Simple Gifts–for the Holidays (Holy Daze) or If We Do Not Know Your Wishes, How Can We Follow Them?


It was the week before Thanks-giving. “I just want to die,” Elsa started the conversation. “I’m suffering way too much. I’ve had enough.”
My response, as the Palliative Care Nurse consulting with Elsa, was “Have you talked to your family about this?”
She was afraid to talk to her family. Her husband had early onset dementia, so she felt he would not understand. However, he was still listed as her primary agent on her Advance Directive for Healthcare. Her daughter would be heartsick, she explained. They had a very close relationship. Her son would understand but not like the idea, although his wife, Maria, was the one person in the family who might understand all the levels of pain that were at play here. Maria was one who understood that Palliative Care was about addressing the emotional, spiritual, and psychosocial realms of human suffering.

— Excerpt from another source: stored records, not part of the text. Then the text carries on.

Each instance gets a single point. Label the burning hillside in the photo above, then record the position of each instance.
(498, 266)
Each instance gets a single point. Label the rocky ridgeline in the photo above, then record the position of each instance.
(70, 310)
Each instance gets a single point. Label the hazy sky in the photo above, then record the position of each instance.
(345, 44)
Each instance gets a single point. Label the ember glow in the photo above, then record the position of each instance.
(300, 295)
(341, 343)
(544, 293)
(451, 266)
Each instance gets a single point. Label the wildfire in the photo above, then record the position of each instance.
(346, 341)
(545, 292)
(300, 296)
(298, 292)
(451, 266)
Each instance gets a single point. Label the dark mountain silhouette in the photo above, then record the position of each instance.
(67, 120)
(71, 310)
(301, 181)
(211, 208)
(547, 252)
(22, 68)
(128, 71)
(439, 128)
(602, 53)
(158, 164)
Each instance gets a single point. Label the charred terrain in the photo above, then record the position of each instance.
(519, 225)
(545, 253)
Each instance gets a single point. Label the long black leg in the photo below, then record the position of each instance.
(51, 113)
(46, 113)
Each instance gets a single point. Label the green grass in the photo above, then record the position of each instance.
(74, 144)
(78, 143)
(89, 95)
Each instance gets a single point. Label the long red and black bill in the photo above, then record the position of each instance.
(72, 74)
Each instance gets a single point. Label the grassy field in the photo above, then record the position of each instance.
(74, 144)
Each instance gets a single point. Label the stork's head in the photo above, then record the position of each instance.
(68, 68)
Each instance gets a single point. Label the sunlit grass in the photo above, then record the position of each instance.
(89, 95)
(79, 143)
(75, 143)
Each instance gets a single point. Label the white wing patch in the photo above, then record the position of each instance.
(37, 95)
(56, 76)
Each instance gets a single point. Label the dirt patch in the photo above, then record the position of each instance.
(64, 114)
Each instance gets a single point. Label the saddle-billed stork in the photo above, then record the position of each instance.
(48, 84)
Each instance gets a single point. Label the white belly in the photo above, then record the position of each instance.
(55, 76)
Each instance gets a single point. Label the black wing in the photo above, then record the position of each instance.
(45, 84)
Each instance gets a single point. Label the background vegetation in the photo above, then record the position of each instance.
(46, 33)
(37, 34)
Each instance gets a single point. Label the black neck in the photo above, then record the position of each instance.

Elsa had a serious end-stage illness, complicated by other medical issues. Her pain had not been well managed. She had been a very strong and independent and public figure in her community all her life. She felt that she still needed to take care of everyone else before she could take care of herself. She admitted feeling “guilty” for wanted to be out of her misery.
At the end of our consultation Elsa had a “to do” list, which she had requested and was happy to read. Number one on her list was to talk to her family.